As mentiras difundidas por Marília, dentre tantas outras — como o boato afirmando que a vereadora assassinada teria sido casada com o traficante Marcinho VP no passado —, serviram de base para que muitas pessoas comemorassem nas redes a morte de Marielle. “É inadmissível uma pessoa comemorar a morte de outra pessoa”, disse Anielle Franco, irmã da vereadora morta, em tom de revolta.
“Quase ninguém no Brasil pode falar da minha filha”, complementou o pai de Marielle.
Desmaiados
Em áudio exibido durante o programa, a assessora de Marielle é ouvida entre soluços, após o assassinato, em uma mensagem de voz enviada a seu marido, dizendo que estava bem, mas pedindo que o marido rezasse, pois Marielle e Anderson Gomes, o motorista da vereadora, estavam desmaiados: “Olha só, o carro em que eu estava com a Marielle, que eu estou, levou uma porção de tiros. A Marielle foi atingida, eu estou nervosa, mas eu estou bem. Foram vários tiros. […] Eu não sei o que é que eu faço. Eu estou bem, está tudo bem comigo. Mas a Marielle está desmaiada. O Anderson também. […] Reza por mim, amor. Reza pela Marielle. Reza pelo Anderson”.
Questionada sobre quando foi que percebeu que Marielle e Anderson não estavam desmaiados mas sim mortos, a assessora respondeu que escutou policiais dizendo que haviam “dois mortos e uma sobrevivente”.
“A coisa do sobrevivente me marcou muito. Porque eu queria a Marielle viva, eu queria o Anderson vivo. Porque sobreviver é uma coisa muito cruel”, diz a assessora antes de encerrar sua entrevista com uma indagação: “Por que eu preciso sobreviver? Que coisa horrenda é essa, que violência é essa?”.
Anderson Gomes
A viúva do motorista do carro em que Marielle estava e que morreu vítima dos tiros também falou sobre seu luto. Ágatha Arnaus Reis, esposa de Anderson Pedro Gomes, afirmou: “A nossa rocha de casa era ele”. Anderson deixou um filho de apenas 1 ano.

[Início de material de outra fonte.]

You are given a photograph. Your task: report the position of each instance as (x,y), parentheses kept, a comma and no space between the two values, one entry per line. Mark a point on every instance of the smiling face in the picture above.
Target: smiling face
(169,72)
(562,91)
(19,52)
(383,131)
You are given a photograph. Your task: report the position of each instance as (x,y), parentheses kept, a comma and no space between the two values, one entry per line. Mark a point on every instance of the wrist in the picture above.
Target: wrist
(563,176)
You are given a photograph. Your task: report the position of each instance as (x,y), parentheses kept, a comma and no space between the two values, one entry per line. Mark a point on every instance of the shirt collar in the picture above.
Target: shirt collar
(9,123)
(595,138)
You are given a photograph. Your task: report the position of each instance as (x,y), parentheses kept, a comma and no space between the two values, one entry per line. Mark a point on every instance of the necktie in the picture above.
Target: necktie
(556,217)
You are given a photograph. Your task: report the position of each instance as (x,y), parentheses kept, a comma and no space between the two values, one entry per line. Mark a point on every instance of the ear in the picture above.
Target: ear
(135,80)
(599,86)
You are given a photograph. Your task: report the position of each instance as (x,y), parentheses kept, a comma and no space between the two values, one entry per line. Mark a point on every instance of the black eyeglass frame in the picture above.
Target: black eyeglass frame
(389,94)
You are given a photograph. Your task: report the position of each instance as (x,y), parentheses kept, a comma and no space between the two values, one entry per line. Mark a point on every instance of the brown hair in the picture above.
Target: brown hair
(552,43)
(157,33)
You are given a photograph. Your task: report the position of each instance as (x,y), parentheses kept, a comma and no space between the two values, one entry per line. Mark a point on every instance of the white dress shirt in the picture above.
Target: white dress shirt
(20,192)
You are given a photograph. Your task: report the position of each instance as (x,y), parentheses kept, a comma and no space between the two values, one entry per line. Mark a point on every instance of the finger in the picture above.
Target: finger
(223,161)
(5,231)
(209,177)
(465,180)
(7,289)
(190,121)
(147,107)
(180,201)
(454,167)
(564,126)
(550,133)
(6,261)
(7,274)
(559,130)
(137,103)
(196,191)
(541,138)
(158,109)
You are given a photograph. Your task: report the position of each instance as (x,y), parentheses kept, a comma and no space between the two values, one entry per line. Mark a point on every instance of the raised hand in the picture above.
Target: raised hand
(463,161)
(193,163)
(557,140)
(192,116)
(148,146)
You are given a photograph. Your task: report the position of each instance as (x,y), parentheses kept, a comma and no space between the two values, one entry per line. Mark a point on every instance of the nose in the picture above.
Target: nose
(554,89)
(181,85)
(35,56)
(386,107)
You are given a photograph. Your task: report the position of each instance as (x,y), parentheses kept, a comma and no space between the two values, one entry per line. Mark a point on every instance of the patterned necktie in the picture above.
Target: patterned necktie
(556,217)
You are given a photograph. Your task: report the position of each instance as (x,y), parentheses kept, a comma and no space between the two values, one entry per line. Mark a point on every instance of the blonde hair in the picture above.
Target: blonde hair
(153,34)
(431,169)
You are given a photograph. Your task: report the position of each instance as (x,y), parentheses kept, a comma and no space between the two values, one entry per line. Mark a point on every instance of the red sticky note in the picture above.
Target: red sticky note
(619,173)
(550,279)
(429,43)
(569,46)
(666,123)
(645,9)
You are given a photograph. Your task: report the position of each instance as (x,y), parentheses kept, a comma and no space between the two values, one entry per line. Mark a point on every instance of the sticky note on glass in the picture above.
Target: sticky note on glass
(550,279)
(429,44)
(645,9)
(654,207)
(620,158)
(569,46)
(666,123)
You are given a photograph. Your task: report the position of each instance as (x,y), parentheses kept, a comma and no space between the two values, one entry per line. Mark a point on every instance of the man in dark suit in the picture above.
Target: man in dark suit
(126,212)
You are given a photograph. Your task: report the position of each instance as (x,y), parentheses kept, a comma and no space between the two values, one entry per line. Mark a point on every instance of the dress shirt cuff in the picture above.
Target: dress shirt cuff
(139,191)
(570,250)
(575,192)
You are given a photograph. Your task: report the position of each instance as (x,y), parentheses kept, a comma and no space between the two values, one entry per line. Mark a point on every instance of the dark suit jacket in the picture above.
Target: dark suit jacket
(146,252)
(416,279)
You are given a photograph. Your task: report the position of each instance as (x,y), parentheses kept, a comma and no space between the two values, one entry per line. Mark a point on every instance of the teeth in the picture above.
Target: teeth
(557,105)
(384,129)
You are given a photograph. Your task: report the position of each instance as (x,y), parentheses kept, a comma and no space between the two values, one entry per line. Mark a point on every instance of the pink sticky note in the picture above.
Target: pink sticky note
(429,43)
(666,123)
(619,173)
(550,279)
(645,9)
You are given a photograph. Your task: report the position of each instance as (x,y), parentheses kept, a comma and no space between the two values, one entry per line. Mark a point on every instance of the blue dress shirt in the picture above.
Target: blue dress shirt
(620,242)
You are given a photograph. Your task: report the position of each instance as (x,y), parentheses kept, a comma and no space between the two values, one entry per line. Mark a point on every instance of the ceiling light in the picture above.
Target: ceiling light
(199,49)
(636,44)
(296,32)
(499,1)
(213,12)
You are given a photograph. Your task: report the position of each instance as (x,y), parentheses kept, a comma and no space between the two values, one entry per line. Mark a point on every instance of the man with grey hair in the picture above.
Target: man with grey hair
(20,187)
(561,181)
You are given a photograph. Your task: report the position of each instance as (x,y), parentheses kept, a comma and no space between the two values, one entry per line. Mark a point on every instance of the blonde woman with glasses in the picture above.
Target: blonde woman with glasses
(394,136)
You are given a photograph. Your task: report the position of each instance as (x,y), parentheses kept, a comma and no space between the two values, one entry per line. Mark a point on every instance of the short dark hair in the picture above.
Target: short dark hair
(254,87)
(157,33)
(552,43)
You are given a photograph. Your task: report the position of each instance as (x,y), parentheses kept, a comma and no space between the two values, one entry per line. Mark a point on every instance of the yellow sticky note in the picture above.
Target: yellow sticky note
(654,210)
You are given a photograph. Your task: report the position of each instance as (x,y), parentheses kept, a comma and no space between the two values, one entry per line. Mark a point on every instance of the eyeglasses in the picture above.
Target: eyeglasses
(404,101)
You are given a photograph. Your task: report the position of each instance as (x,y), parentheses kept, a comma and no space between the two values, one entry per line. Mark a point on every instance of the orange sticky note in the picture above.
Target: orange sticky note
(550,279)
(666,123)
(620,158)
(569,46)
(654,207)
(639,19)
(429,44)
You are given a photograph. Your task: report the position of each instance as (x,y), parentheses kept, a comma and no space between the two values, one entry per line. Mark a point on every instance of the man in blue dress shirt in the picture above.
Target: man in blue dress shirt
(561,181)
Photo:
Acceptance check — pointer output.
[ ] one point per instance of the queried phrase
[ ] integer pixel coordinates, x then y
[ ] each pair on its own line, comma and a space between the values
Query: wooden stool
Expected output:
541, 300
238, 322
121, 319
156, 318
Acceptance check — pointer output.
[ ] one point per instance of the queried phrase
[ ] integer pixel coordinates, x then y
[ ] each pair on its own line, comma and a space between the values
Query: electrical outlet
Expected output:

“Meu marido era uma pessoa sempre calma […] e querido por todos”, disse a viúva. “Se a morte [de Anderson] mudar qualquer coisa […] isso é esperança, não é possível que a gente vá ficar abandonado por tanto tempo”.
Marielle foi assassinada na última quarta-feira vítima do que a polícia suspeita ter sido uma emboscada. Ela levou quatro tiros na cabeça depois que um carro cercou o veículo em que ela estava e alguém disparou. Os tiros acertaram a vereadora e o motorista. A assessora que estava no veículo ficou ferida por estilhaços.
As investigações da polícia trabalham com a suspeita de execução. Marielle era ativista pelos direitos humanos, pela causa LGBT, do negros e das mulheres. Havia sido designada para monitorar a intervenção federal no Rio de Janeiro, ação à qual ela se colocava contra, há duas semanas e para a relatoria de uma comissão na Câmara municipal. Nos dias 10 e 11 de março, a vereadora havia criticado em seu Facebook a ação dos militares no Rio. Em sua última postagem afirmou: ‘Mais um homicídio de um jovem que pode estar entrando para a conta da PM. Matheus Melo estava saindo da igreja. Quantos mais vão precisar morrer para que essa guerra acabe?”.